Nasal mucosal cells in human immunodeficiency virus type 1‐seropositive patients with sinusitis
Author(s) -
Moss Ronald B.,
Scott Thomas A.,
Goldrich Michael,
Pitale Michelle,
Daniel Anne,
Lebovics Robert,
Walker Robert,
Igarashi Yasu,
Kaliner Michael A.
Publication year - 1996
Publication title -
journal of clinical laboratory analysis
Language(s) - English
Resource type - Journals
SCImago Journal Rank - 0.536
H-Index - 50
eISSN - 1098-2825
pISSN - 0887-8013
DOI - 10.1002/(sici)1098-2825(1996)10:6<418::aid-jcla18>3.0.co;2-#
Subject(s) - sinusitis , mucous membrane of nose , medicine , immunology , chronic sinusitis , population , mucous membrane , immune system , pathology , environmental health
Recently, sinusitis has been recognized as a frequent clinical problem in human immunodeficiency virus (HIV‐1)‐infected individuals. We hypothesized that quantitative defects in immune cells in the nasal mucosa of HIV‐positive subjects might mirror those in the peripheral blood and explain a predisposition to sinus disease in this population.
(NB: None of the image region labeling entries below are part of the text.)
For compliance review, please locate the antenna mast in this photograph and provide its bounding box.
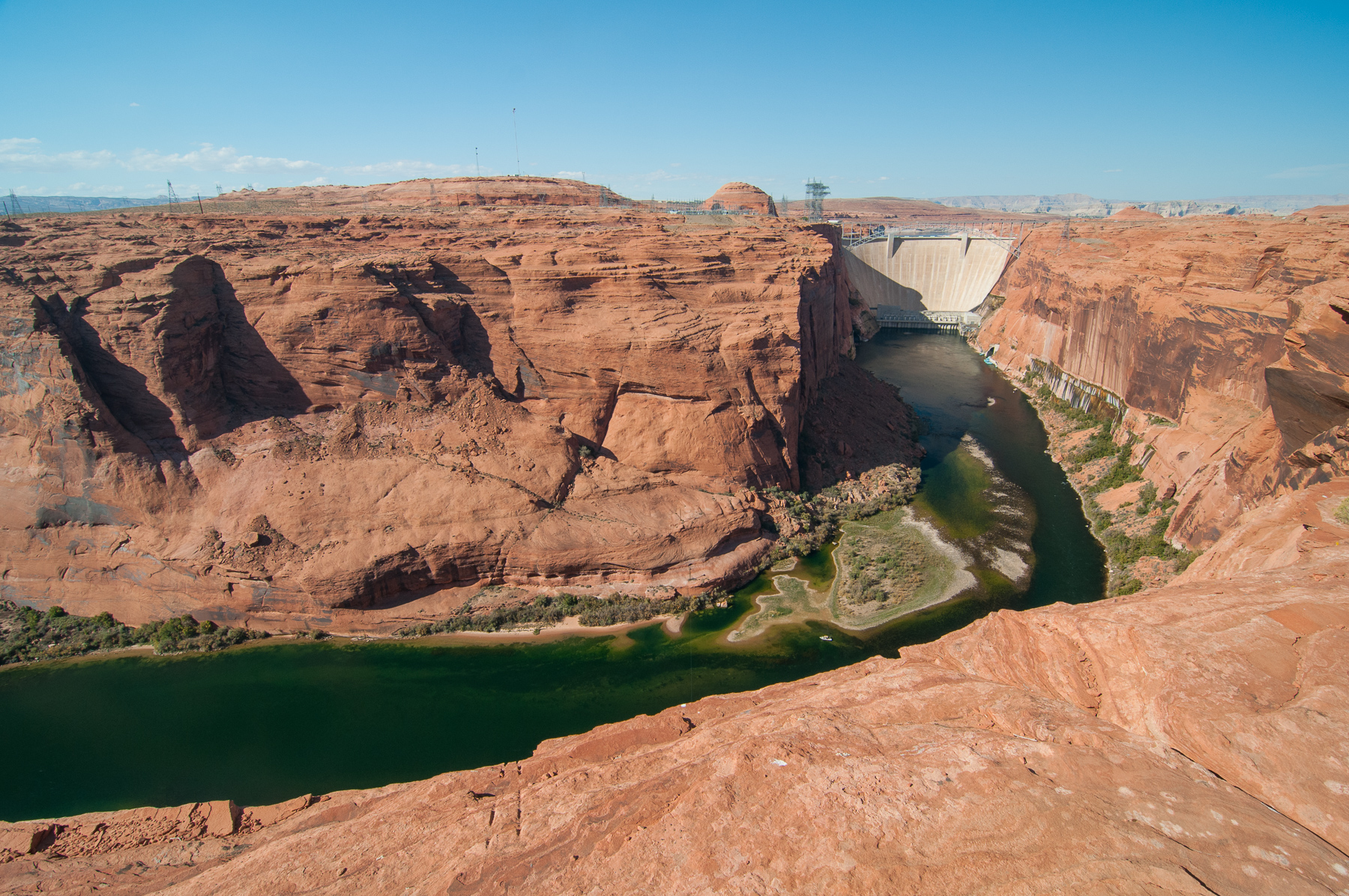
[806,181,830,221]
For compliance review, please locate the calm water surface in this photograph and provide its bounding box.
[0,336,1103,820]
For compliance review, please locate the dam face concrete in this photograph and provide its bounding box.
[845,232,1012,312]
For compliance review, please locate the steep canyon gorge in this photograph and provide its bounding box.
[0,187,1349,893]
[3,194,914,632]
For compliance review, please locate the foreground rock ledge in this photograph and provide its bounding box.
[0,553,1349,895]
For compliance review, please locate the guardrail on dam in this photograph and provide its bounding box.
[845,227,1017,313]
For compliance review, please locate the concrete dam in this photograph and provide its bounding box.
[845,227,1015,329]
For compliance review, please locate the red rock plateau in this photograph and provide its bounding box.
[703,181,777,216]
[0,193,917,632]
[978,207,1349,556]
[1110,205,1162,221]
[0,193,1349,896]
[201,177,631,214]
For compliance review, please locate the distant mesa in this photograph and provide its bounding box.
[1110,205,1163,221]
[202,177,633,212]
[703,181,777,216]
Nasal mucosa biopsies were obtained from three different groups of patients—HIV‐1 seropositive with sinusitis, HIV‐1 seronegative with sinusitis, and HIV‐1 seronegative without sinusitis (normal volunteer)—and phenotyped for cluster of differentiation antigen (CD) markers. In this study, we found patients with HIV‐1 and sinus disease to have significantly lower numbers of both CD3 and CD4 nasal mucosa lymphocytes than seronegative controls in the nasal mucosa ( P <0.05, P <0.01, respectively). A correlation between nasal mucosal CD4 cells and peripheral‐blood CD4 cells was noted (R = 0.67, P ≤ 0.01). No deficiency in the number of nasal mucosa T or TC type mast cells was noted for the HIV‐1‐positive sinusitis group. Further study is warranted to define more completely the pathophysiology and microbiology of, and therapy for, this important clinical problem. © 1996 Wiley‐Liss, Inc.